One big issue with these agent applications running on top of GPTs right now is response time. It takes a relatively long amount of time to process. That's a limiting factor for any type of application that needs to be real-time. However, if your tasks can be asynchronous, like you would with dispatching a task to an employee, then the process will feel much more natural. While some might suggest one can just scale the number of GPUs to run the process, availability is difficult at the moment. There's a war going on to obtain GPUs and companies are racing to collect as many as possible. Even if the seemingly unending GPU appetite becomes satiated, I think response times may still be slow as larger and larger models with more capabilities are built. An increase in available compute will cause an induced demand of more power hungry models. This is a phenomenon that happens. Just look at how fast programs open in Windows 3.1 when compute was limited compared to the time it takes Windows 11 now with much larger compute. Programs become bigger to take advantage of available hardware.
Another issue is how to vet the outputs and actions taken by an agent. When automating actions, creating programs, or calling external API services, how do you know that the action has been executed correctly? Particularly if you aren't an expert on the actual action being taken. I've previously written that ways to perform hands-off verification are crucial to working with any automation system. That is even more important now as agents/programs/applications are built upon GPT systems known to hallucinate (make errors). Would you feel comfortable setting one up to buy things or make payments for you? Would you want a system to accidentally pay someone $5,000 instead of the requested $50? At the moment, the controls and verifications are not in place to ensure that extra quantities aren't purchased or that a value isn't fat fingered. This issue extends to even low risk things like sending emails or creating alerts.
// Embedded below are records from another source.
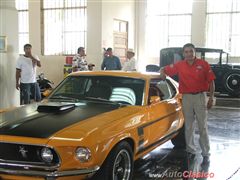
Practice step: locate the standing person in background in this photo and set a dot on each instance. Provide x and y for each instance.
(111, 62)
(130, 63)
(26, 76)
(195, 79)
(80, 63)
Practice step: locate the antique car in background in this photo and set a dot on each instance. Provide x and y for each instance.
(93, 124)
(227, 74)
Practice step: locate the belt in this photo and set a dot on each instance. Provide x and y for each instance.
(194, 93)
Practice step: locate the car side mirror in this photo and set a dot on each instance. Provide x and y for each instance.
(46, 93)
(154, 99)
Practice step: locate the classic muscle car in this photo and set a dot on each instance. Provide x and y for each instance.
(93, 124)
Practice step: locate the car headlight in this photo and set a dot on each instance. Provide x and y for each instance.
(83, 154)
(46, 155)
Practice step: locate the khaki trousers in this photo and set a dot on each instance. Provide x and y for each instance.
(194, 108)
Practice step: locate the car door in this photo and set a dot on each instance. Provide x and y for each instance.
(163, 115)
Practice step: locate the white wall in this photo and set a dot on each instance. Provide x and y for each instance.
(9, 96)
(121, 10)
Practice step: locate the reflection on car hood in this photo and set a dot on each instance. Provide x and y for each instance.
(27, 121)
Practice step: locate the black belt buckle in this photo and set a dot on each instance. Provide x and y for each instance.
(196, 93)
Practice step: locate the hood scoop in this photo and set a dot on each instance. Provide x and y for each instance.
(52, 107)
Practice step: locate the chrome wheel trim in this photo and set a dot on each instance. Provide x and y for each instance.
(122, 166)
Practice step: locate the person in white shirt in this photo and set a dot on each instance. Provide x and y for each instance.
(130, 63)
(79, 62)
(26, 76)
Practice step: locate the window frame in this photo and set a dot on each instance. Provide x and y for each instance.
(63, 51)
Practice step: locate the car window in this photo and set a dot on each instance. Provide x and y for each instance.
(162, 88)
(123, 94)
(111, 88)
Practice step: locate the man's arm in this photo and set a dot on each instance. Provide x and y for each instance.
(211, 94)
(35, 61)
(18, 75)
(162, 73)
(119, 66)
(103, 64)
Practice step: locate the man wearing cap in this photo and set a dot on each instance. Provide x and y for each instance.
(111, 62)
(195, 79)
(130, 63)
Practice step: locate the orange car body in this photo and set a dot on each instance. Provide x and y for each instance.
(144, 127)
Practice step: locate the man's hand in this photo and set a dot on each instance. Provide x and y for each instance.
(162, 74)
(210, 102)
(17, 86)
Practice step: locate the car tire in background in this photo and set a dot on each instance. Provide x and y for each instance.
(179, 140)
(118, 165)
(231, 82)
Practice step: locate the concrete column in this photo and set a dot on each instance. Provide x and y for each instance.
(199, 22)
(9, 96)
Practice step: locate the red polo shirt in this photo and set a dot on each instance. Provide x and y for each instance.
(192, 78)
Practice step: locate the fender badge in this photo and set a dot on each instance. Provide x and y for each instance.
(23, 151)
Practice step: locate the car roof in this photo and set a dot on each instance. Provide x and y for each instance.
(198, 49)
(130, 74)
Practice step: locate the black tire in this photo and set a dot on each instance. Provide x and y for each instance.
(179, 140)
(118, 165)
(231, 82)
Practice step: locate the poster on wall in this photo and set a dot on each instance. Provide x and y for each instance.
(3, 44)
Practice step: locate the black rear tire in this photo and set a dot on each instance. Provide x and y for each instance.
(118, 165)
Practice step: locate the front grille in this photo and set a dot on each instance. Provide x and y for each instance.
(23, 153)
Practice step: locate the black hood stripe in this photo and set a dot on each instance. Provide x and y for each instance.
(44, 125)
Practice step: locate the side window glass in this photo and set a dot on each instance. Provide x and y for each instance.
(163, 89)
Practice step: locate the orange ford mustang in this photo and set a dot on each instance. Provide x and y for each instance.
(93, 124)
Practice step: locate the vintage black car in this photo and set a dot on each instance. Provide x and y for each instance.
(227, 75)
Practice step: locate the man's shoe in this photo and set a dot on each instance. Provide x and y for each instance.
(206, 160)
(190, 156)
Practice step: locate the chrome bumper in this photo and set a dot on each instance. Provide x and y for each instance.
(49, 174)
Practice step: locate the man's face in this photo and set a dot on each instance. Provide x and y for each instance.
(109, 53)
(27, 50)
(189, 53)
(82, 52)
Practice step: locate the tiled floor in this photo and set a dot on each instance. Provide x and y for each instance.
(224, 132)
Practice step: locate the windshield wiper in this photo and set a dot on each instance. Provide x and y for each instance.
(61, 97)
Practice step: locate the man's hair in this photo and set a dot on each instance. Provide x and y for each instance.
(109, 49)
(27, 46)
(80, 48)
(188, 45)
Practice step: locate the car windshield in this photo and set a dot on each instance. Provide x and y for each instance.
(106, 89)
(213, 57)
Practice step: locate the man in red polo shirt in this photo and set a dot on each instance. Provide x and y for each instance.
(195, 79)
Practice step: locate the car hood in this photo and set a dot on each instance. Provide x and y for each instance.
(29, 121)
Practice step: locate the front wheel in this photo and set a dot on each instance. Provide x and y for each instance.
(118, 165)
(231, 82)
(179, 140)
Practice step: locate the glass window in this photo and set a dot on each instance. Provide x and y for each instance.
(168, 23)
(223, 28)
(64, 26)
(23, 24)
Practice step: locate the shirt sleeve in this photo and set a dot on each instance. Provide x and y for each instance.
(171, 69)
(119, 64)
(103, 64)
(36, 57)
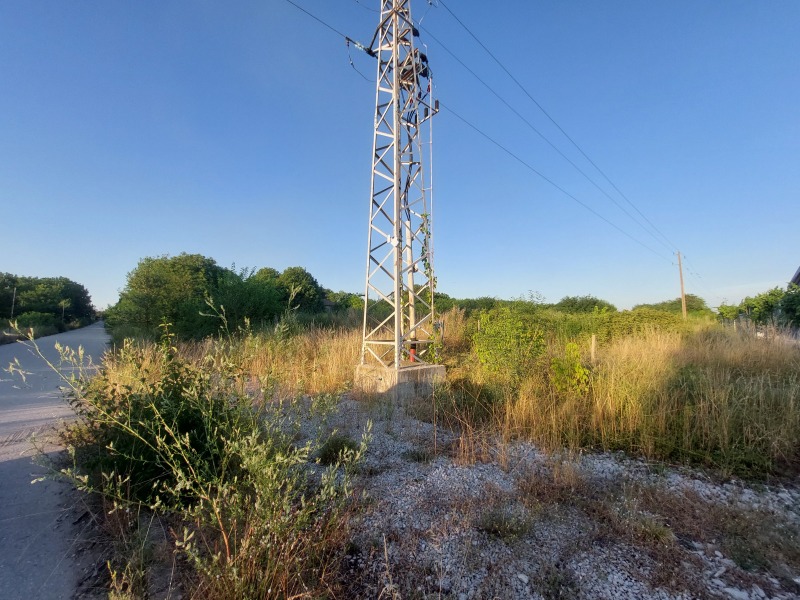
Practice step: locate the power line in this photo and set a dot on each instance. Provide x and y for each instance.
(499, 145)
(541, 135)
(551, 182)
(318, 20)
(540, 107)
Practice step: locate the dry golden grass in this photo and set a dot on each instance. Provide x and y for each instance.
(718, 397)
(313, 362)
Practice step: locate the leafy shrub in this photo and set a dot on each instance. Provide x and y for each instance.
(336, 449)
(569, 376)
(162, 432)
(507, 344)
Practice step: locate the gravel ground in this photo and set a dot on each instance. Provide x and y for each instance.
(469, 517)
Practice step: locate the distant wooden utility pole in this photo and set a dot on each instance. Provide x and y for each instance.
(683, 293)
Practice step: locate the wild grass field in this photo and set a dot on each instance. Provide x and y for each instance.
(207, 433)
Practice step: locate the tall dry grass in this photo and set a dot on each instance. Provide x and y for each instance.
(718, 397)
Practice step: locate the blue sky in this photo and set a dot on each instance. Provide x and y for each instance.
(239, 130)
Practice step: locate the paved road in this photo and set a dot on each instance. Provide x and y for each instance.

Looking ahead to the near future, an explosion of applications are going to be built on top of GPTs. That means GPT type systems will act more as a layer in the application stack, providing generalized functionality to applications built on top of them. However, the work to refine the application beyond a proof of concept will still take a large amount of effort. Additionally, new methods for verifying the outputs of the GPT layer will emerge as their own secondary layer. Roles will emerge that deal with shaping personality and language interactions of applications built on top of the GPT layer. An exciting future lies ahead as we find ways to augment the world around us.